Peeing for me has alwways been a somewhat intimate experience… meaning it’s not unusual for me to take a deep breath then kind of just of blank out and wallow in the pleasurable feeling of emptying my bladder. That probably sounds ridiculous, but I tune in to the feeling of peeing if you can understand what I’m saying. Because of this, if a dude steps up to the stall next to me, I cannot pee, WTF. If I have already begun peeing and he steps up, I’m usually fine. This is the most retarded problem that I have. It’s gotten so bad that it’s happened to me twice where the controller of the company steps up to pee next to me and we talk and you can clearly hear him peeing, but it’s silent on my side and I feel it’s noticeable. SO bad that if someone walks up to the other stall and I haven’t started peeing yet, I’ll pretend to shake… zip up and then go to a different bathroom. WHAT THE HECK!!!

thanks for sharing status on your bodily functions.

Lol, I knew that would be brought into question. I can assure you if I was comfortable enough to share this… that is not an issue :smiley:

OK, since we’re already on this topic. Is anyone on AF able to stop a pee once they’ve started? I find it’s pretty much impossible, except perhaps at the very end.

Related to the OP, there was a period of a few years when I had trouble starting if there was someone else next to me or nearby in a public restroom. The irony is that I read that about 20% of men have this trouble. When I read it, I thought “What a strange thing to be freaked out about.” And then - wham! - for about 3 years I wasn’t able to do it. Now I can again; I don’t know why or even remember when it stopped being an issue. But apparently the universe punished me for my disbelief and only later forgave me.

Weird stuff!

I can stop on command. I believe its linked to something like kegel control or exercise or something like that

I really dislike when people at the adjacent urinel decide they want to have a conversation while both people are having a pee. Then the people who have phone conversations while active in the bathroom. Ugh.

I’m still distraught that some men on my floor will take a dump and not wash their hands. It’s nobody in my office. That’s the good news.

The bad news is I don’t know who it is, and I don’t want to shake anybody’s hand.

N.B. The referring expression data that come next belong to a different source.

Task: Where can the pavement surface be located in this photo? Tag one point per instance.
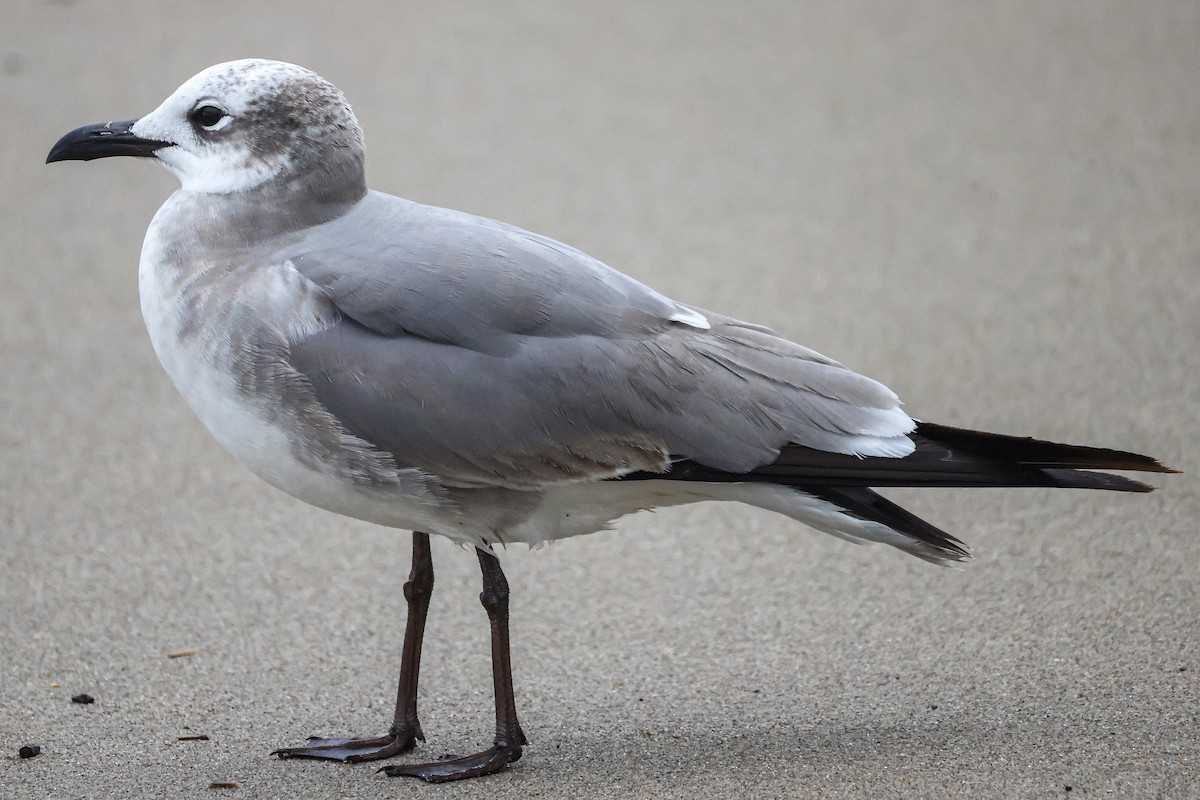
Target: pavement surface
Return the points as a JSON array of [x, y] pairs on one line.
[[994, 210]]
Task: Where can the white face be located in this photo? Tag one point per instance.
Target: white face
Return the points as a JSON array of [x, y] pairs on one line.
[[214, 126]]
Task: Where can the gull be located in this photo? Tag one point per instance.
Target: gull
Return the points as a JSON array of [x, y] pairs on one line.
[[444, 373]]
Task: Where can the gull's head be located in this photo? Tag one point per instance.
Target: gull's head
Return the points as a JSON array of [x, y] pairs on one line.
[[239, 126]]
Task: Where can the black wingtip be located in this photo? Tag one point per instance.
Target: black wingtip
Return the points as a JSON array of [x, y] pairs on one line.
[[1039, 452]]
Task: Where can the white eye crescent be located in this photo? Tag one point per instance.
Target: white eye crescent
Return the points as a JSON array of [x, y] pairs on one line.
[[210, 118]]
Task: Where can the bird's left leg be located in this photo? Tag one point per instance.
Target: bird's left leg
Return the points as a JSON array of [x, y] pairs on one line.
[[406, 728]]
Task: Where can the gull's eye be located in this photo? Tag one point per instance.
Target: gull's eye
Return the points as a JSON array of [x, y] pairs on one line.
[[210, 118]]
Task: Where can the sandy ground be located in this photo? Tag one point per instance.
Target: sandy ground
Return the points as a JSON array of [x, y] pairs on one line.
[[995, 211]]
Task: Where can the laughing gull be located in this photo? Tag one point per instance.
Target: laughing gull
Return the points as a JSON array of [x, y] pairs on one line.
[[450, 374]]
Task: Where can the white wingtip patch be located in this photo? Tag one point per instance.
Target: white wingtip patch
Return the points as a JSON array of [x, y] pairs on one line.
[[691, 318]]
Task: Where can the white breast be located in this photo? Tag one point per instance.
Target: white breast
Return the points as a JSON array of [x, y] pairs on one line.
[[197, 325]]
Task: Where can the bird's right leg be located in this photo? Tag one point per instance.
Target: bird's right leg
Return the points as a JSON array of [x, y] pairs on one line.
[[406, 728]]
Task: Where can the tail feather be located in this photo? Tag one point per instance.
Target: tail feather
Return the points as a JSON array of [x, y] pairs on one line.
[[943, 456]]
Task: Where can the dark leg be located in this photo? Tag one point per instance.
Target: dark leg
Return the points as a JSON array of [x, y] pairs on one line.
[[509, 737], [406, 728]]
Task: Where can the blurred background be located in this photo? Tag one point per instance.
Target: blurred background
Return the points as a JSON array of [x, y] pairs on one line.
[[991, 209]]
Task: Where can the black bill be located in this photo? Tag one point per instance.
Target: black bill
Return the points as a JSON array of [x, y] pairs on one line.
[[101, 140]]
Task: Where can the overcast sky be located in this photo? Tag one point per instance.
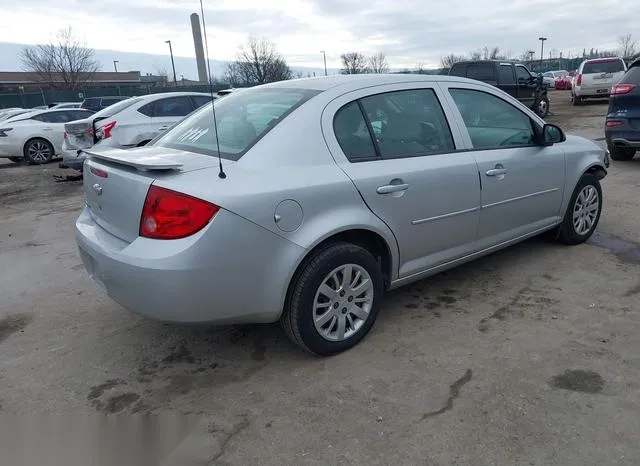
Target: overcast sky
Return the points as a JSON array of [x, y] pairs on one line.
[[408, 31]]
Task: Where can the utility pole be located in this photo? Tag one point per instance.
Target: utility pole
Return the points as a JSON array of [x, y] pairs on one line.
[[541, 39], [324, 54], [175, 79]]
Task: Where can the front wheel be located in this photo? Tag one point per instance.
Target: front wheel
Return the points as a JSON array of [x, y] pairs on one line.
[[334, 299], [583, 213], [542, 107], [38, 151]]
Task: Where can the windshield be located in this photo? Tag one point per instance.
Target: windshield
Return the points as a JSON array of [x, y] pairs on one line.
[[243, 118], [603, 66], [115, 108]]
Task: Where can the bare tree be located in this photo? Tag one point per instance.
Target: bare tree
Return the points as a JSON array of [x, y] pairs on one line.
[[257, 62], [448, 60], [378, 63], [627, 46], [353, 63], [65, 64]]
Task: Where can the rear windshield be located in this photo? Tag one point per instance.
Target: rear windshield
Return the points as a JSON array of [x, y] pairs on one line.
[[608, 66], [117, 107], [243, 118]]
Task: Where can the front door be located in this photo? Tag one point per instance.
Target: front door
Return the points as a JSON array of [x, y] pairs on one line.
[[398, 149], [522, 181]]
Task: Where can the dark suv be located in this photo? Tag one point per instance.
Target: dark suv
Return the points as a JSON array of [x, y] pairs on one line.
[[513, 78], [622, 125], [98, 103]]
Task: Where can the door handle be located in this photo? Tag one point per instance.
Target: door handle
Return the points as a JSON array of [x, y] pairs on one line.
[[392, 188], [496, 171]]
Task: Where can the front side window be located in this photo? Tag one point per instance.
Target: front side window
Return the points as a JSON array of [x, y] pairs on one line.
[[408, 123], [492, 122], [242, 118]]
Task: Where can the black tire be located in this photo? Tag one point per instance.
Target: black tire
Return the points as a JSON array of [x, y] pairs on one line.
[[542, 107], [622, 154], [566, 232], [38, 151], [298, 316]]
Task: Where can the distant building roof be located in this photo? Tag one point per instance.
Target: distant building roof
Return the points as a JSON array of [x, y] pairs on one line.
[[25, 77]]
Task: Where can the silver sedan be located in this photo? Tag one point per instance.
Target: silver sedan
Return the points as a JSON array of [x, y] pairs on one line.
[[305, 200]]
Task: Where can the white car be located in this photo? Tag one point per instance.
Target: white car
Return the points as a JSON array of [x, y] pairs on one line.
[[129, 123], [11, 112], [595, 77], [36, 136]]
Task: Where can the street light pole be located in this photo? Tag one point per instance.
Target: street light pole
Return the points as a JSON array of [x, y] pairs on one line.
[[175, 79], [324, 54], [541, 39]]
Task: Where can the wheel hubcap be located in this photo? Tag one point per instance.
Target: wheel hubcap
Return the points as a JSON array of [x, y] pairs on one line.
[[343, 302], [585, 210], [39, 151]]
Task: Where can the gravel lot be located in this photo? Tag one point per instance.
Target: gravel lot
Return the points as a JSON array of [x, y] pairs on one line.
[[527, 357]]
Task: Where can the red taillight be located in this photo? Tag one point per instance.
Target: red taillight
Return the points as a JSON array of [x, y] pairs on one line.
[[618, 89], [168, 214], [105, 131]]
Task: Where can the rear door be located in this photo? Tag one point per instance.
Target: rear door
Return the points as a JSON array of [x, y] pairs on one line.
[[396, 145], [527, 86], [522, 182]]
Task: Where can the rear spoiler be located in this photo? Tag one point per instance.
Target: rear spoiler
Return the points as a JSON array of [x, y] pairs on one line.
[[137, 161]]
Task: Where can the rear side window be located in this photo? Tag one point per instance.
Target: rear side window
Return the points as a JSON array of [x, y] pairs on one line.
[[505, 74], [171, 107], [243, 118], [603, 66], [408, 123], [482, 72], [522, 73], [353, 133], [459, 69]]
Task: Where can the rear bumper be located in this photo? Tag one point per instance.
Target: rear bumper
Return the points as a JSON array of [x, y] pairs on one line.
[[623, 136], [233, 271]]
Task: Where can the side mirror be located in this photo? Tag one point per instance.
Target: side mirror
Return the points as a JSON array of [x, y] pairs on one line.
[[552, 134]]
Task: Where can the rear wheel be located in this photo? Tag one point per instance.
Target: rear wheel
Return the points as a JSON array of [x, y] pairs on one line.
[[583, 213], [333, 300], [622, 154], [38, 151]]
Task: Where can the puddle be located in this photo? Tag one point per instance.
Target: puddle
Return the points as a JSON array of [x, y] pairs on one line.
[[627, 251]]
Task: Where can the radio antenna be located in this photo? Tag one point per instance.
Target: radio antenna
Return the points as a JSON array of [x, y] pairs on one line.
[[221, 173]]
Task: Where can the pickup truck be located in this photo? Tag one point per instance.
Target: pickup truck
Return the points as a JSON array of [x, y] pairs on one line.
[[513, 78]]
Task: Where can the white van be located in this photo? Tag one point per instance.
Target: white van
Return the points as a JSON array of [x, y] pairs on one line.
[[595, 77]]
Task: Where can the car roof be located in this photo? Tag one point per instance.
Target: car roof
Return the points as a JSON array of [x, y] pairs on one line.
[[359, 81]]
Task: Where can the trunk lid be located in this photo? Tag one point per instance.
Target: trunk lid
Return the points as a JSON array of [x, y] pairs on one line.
[[116, 182]]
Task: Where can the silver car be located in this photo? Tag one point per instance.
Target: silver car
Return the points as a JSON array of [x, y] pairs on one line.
[[309, 198]]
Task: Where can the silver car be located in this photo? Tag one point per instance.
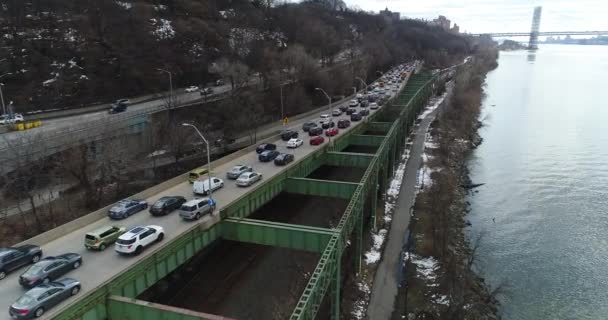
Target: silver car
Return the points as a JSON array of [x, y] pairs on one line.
[[237, 170], [35, 302], [248, 178]]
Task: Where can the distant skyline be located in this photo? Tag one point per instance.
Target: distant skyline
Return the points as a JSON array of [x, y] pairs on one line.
[[478, 16]]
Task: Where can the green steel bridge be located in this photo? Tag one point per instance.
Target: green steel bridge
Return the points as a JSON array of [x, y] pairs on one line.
[[116, 298]]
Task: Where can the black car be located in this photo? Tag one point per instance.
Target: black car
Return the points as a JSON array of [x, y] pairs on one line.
[[265, 147], [315, 131], [307, 125], [49, 268], [118, 107], [16, 257], [328, 124], [268, 155], [166, 205], [286, 135], [343, 124], [283, 159], [356, 116]]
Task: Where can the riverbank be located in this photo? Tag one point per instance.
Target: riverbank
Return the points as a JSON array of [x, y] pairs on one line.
[[439, 281]]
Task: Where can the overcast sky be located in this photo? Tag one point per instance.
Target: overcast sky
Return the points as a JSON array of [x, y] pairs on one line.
[[477, 16]]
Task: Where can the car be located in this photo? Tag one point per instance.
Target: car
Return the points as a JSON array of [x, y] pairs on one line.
[[206, 91], [288, 134], [343, 123], [166, 205], [331, 132], [265, 147], [268, 156], [315, 131], [237, 171], [316, 140], [196, 208], [100, 238], [8, 119], [117, 108], [283, 159], [248, 179], [16, 257], [307, 125], [202, 186], [328, 124], [191, 89], [325, 118], [49, 268], [137, 238], [126, 208], [35, 302], [294, 143]]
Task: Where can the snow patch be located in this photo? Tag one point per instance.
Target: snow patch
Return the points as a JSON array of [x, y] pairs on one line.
[[125, 5], [163, 29], [374, 254]]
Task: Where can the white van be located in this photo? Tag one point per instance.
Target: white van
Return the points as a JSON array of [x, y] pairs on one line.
[[202, 186]]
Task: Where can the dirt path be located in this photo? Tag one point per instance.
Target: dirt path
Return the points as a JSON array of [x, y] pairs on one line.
[[387, 275]]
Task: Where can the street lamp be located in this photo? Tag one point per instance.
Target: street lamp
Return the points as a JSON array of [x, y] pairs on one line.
[[364, 84], [170, 85], [328, 108], [208, 156]]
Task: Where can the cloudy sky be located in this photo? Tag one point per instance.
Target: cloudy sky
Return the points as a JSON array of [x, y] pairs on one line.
[[478, 16]]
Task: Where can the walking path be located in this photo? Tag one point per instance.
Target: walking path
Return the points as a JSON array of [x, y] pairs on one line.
[[386, 280]]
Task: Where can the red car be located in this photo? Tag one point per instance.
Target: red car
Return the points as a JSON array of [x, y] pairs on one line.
[[317, 140], [331, 132]]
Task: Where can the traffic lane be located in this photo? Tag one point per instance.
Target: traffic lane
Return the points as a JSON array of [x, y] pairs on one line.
[[95, 269]]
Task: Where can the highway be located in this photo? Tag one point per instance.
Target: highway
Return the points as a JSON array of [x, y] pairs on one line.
[[98, 267]]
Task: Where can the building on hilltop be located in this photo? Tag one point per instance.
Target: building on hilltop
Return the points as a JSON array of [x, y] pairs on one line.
[[390, 16]]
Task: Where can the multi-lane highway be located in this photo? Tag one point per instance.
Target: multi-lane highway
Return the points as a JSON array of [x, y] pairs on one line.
[[98, 267]]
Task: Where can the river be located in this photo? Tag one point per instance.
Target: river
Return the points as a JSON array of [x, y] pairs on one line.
[[543, 211]]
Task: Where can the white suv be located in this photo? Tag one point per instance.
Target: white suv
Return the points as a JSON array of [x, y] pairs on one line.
[[136, 239]]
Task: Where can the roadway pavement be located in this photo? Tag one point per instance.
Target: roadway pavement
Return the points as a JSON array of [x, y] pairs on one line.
[[98, 267], [386, 280]]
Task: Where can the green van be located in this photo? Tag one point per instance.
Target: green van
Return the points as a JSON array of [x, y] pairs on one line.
[[197, 173], [101, 238]]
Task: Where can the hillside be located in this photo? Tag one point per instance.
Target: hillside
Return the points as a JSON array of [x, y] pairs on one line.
[[60, 53]]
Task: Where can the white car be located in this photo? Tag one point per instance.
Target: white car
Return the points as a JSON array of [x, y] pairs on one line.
[[294, 143], [202, 186], [6, 119], [248, 178], [135, 240]]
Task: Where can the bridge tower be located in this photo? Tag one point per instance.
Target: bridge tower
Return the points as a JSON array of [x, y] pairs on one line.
[[533, 43]]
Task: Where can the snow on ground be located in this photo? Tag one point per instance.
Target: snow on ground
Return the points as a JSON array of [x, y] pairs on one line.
[[374, 254], [425, 266], [163, 29], [125, 5], [360, 306]]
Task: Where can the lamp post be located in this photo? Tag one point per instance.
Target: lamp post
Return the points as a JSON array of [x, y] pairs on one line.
[[170, 85], [364, 84], [328, 108], [208, 156]]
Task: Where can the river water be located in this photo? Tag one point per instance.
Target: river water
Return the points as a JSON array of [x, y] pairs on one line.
[[543, 212]]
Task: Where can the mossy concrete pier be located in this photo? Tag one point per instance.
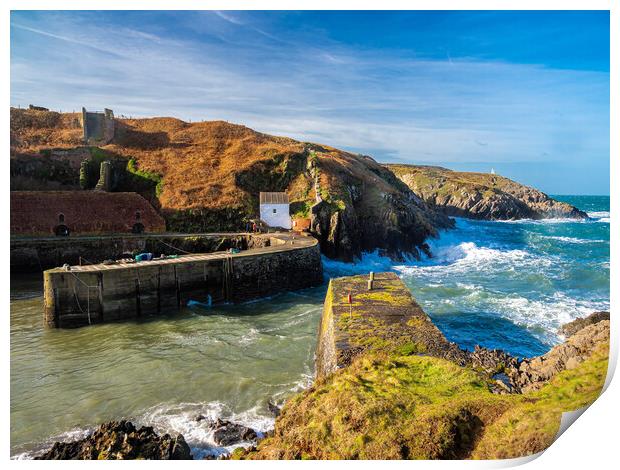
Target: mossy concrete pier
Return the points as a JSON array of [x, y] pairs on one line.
[[84, 295], [385, 317]]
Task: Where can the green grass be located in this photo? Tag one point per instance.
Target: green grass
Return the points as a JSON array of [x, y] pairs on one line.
[[402, 405]]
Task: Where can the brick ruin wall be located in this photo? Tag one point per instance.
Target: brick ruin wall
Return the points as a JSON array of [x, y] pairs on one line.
[[38, 213], [98, 127]]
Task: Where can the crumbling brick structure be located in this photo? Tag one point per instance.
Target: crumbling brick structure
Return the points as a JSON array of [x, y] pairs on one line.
[[98, 127], [41, 213]]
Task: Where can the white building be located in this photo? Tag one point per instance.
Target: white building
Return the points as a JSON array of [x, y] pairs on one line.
[[274, 210]]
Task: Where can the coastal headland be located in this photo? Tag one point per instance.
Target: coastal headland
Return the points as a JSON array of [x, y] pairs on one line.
[[206, 177]]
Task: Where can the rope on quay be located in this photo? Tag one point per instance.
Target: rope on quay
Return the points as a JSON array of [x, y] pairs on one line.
[[175, 248], [77, 299]]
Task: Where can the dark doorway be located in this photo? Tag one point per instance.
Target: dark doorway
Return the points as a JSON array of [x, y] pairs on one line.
[[61, 230]]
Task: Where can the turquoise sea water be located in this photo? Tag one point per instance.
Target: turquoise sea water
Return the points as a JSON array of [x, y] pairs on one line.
[[510, 285], [506, 285]]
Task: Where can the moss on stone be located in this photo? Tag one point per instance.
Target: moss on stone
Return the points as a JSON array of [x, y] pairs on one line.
[[400, 405]]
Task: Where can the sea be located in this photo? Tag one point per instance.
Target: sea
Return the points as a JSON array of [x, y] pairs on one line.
[[507, 285]]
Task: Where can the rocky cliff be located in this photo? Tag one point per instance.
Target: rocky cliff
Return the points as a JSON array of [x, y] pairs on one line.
[[121, 440], [206, 176], [481, 195]]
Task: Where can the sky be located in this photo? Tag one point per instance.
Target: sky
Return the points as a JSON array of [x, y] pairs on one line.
[[524, 93]]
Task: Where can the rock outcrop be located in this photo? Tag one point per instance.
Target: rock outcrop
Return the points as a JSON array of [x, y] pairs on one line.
[[573, 327], [226, 433], [481, 195], [121, 440], [533, 374]]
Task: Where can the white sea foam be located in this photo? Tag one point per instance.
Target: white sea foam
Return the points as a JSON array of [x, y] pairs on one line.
[[250, 337], [181, 419], [579, 241]]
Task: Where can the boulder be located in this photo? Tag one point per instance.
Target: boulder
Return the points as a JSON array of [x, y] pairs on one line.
[[121, 440], [532, 374], [227, 433], [573, 327]]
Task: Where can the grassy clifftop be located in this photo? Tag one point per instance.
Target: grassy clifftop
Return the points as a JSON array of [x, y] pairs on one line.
[[391, 386], [208, 176], [480, 195], [398, 406]]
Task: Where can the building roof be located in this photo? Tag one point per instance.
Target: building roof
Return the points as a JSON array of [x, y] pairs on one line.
[[273, 198]]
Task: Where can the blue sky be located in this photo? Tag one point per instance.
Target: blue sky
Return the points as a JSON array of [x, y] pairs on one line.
[[525, 93]]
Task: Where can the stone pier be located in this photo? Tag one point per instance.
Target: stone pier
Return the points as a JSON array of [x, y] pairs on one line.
[[384, 318], [85, 295]]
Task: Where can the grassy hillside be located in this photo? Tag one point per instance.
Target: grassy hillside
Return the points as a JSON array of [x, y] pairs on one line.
[[206, 176], [480, 195]]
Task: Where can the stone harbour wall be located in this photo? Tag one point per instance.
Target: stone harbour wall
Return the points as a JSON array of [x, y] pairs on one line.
[[93, 294]]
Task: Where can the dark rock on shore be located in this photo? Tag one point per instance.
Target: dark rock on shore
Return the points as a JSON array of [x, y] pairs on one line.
[[532, 374], [121, 440], [481, 195], [274, 409], [573, 327], [227, 433], [366, 208]]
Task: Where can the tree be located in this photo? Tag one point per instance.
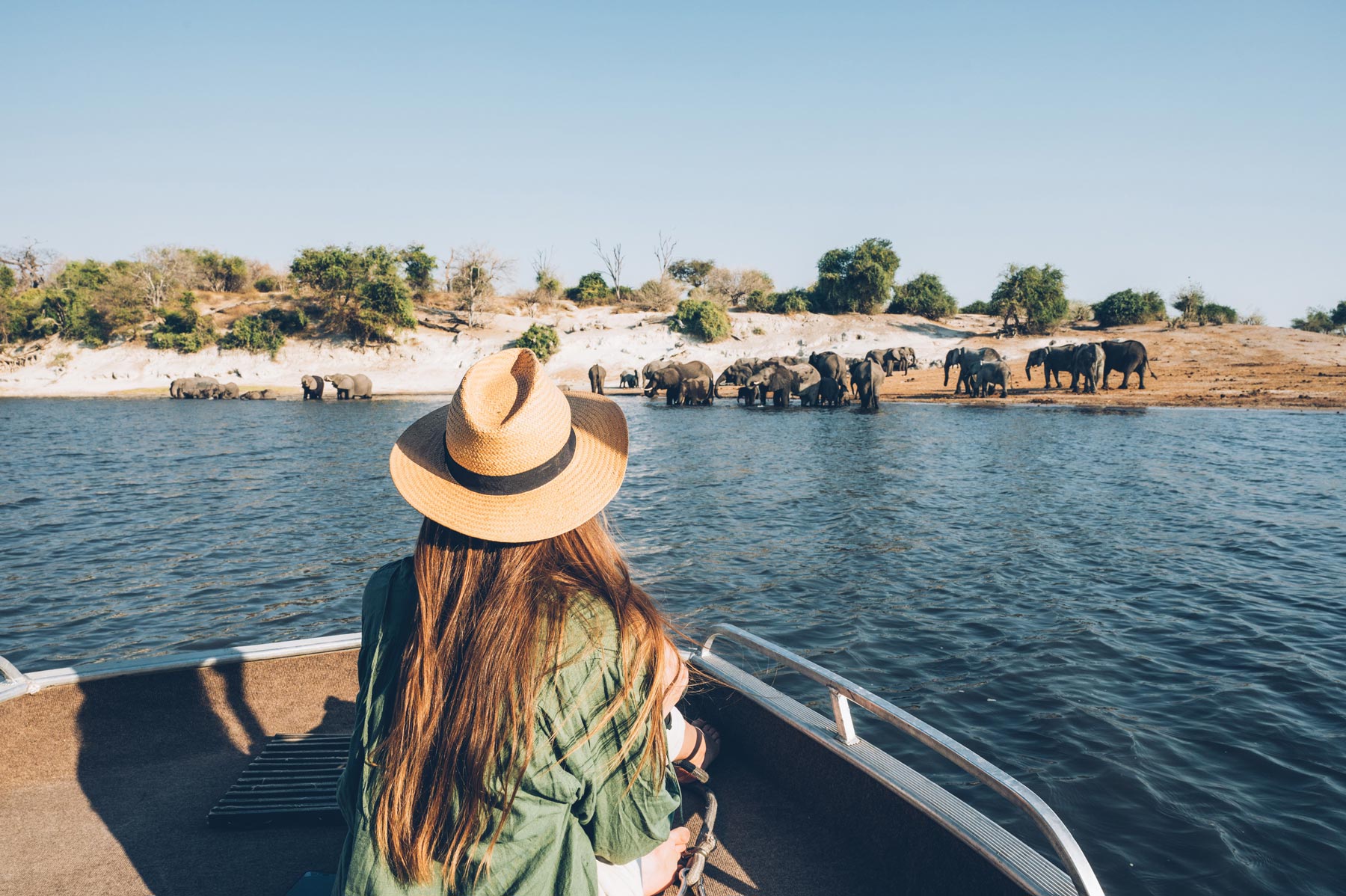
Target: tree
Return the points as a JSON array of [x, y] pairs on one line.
[[420, 267], [1190, 301], [924, 295], [1130, 307], [162, 271], [737, 286], [691, 271], [664, 254], [478, 268], [591, 289], [612, 261], [701, 318], [858, 279], [1033, 296]]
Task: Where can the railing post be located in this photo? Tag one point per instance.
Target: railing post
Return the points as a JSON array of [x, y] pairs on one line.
[[841, 714]]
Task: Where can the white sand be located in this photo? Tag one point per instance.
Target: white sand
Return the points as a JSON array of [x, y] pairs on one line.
[[431, 360]]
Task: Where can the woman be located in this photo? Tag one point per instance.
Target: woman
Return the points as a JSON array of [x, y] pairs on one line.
[[513, 681]]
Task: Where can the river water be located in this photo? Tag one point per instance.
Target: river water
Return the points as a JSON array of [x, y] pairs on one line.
[[1139, 614]]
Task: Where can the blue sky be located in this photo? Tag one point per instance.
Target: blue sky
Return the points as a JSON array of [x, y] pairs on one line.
[[1130, 144]]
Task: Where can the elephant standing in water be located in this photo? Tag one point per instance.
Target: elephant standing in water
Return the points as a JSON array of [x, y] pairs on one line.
[[967, 360], [991, 374], [1128, 357], [1087, 365], [672, 377], [1054, 360], [867, 377], [348, 387], [193, 387]]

I’m not sure which I’d prefer… your situation… or the stranger at work that I have yet to identify (because I’m in the stall) who strikes up conversation with people when it’s just him and another person taking a dump in the bathroom. You know how there are all those social norms for poopin’ at work? Every single one of them was shattered that day when he first talked to me during my dump. The world as I knew it was forever changed… my mind was blown.

Oh gosh. Women do it all the time! Hate it!!

There is a syndrome for people who are concerned they have too many syndromes

hypochondria

I’m told it’s quite the social hour in the female side of things

talking should be banned in mens toilets.

I dont’ understand why people like to talk about personal things in the washroom.

Do they not know there are other people around? i don’t want to over hear your love affairs!

Back to the topic, i think it’s strange that you can’t pee next to other men but you can pee on the side of the street without problems???

Issac Asimov talks about this in his book “Caves of Steel.” Basically noting that men tend to have a distaste for talking in public bathrooms, while women have little problem with it. So this topic goes back until at least the 1950s, and probably long before.

I have a high school friend who is a F->M post-op transexual and he said that the one of the biggest downsides of going from female to male is the quality and cleanliness of the average bathroom (though it’s nice not to ahve the lines, he said).

At the same time, he commented on the fact that men don’t talk to each other in the bathroom, because “it’s all about reassuring each other that ‘We’re not checking out each other’s junk.’” I’d never thought about it, but it does make sense. It also explains why some comment isn’t really so bad (thought still not encouraged) when one is at the sink, but it is totally off-putting when one is busy doing their business.

One learns the strangest things through life.

A guy I met from Australia said it’s very common for men to talk in the bathrooms while taking a leak. He said it’s a lot more common for urinals to be trough style and it’s not uncommon for someone to check out what another is packing. I don’t know if he was messing with me, but he seemed like a very masculine dude. He was asking me like I was the crazy one for not doing it.

Reminds me of that scene in Crocodile Dundee where someone tries to mug him, then he pulls out the bigger knife: “You call that a knife? This is a knife”. As far as I know, Crocodile Dundee is an accurate portrayal of Australian culture, so the urinal thing is likely something like that.

I see you’ve played knifey-spoony before.

www.youtube.com/watch?v=EgUF_J20Bpk‎

I’m sympathetic to the OP. It’s definitely related to noise for me. If it’s quiet, I don’t have any issues. However, if I’m in a bar and some dudes are yelling and shit, I might (in college I would sometimes leave the bar, go to a fast food place, pee there, come back). The best solution is headphones. Never have a problem with them in.

It can be worse. Like someone patting you on the shoulder when you’re urinating. Happened to me not too long ago.